Hahaha, apa-apaan ini? Skenario apa yang sedang aku hadapi hingga aku harus berada dalam situasi konyol seperti itu?
Ah, sudahlah! Biar yang lalu menjadi pijakanku untuk bersikap bijak, toh buah dari drama terkonyol sepanjang 2020 ini telah membuatku sadar bahwa pada akhirnya, aku bisa bertumbuh dari riuhnya keruh. Aku juga bisa berkelakar dengan lantang bahwa aku adalah pemenang di neraka yang berwujud Tembalang ini.

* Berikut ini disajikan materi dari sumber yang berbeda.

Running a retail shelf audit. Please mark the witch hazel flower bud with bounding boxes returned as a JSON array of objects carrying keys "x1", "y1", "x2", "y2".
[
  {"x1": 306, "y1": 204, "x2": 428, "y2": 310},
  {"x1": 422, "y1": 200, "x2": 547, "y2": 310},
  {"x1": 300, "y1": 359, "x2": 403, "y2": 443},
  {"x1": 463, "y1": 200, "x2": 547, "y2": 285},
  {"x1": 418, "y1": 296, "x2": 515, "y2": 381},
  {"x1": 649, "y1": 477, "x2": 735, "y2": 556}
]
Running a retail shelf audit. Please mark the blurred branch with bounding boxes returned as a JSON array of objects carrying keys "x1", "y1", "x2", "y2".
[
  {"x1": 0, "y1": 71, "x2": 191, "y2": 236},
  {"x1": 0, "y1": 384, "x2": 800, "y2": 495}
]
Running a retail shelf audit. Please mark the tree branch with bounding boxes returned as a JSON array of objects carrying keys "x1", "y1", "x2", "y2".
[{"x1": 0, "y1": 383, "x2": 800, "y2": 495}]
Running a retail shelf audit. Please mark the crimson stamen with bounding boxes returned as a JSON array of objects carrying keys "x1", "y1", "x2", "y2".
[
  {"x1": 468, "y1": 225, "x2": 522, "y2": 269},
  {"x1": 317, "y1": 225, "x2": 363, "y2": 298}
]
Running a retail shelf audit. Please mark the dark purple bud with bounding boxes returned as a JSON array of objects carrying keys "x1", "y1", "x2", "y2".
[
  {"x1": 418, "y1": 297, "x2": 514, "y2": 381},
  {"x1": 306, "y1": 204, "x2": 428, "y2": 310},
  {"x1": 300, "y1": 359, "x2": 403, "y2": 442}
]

Dan, pada akhirnya pun aku jadi belajar bahwa makin ke sini, makin banyak orang yang berlindung dalam alibi kesehatan mental untuk lari dari sebuah penghakiman. Memang, sebagai sesama manusia, kita tidak memiliki hak untuk menghakimi. Jangankan menghakimi, menggeneralisir konsep benar dan salah dari sudut tertentu pun bukanlah hal yang dianjurkan. Sebab, yang paling mutlak dalah kehidupan adalah kedinamisan yang diimbangi dengan penghargaan.
Kenapa aku bisa bilang demikian?
Sebab, tidak sekali atau dua kali pasca kejadian berdarah di bulan Juli lalu, aku bersua dengan oknum setipe yang lagi-lagi mengalibikan kesehatan mental untuk mempertahankan diri dari pro-kontra hidup. Beberapa oknum hadir sebagai pelaku, sebagian lagi korban dan sisanya adalah pengamat.
Pelaku di sini tidak selamanya memasang raut antagonis yang menekan lawan bicaranya. Kadang, mereka datang dengan air mata dan segukan khas orang yang sedang jatuh-jatuhnya. Tak jarang, mereka mengemis pemakluman jika (entah sengaja ataupun tidak) melakukan tindakan yang berpotensi untuk melukai lawan bicaranya. Lebih tepatnya, ketika mereka sudah merasa tersudut. Bagaimanapun skenarionya, oknum yang aku labeli pelaku akan terus memohon pemakluman dari setiap orang yang bersinggungan dengannya.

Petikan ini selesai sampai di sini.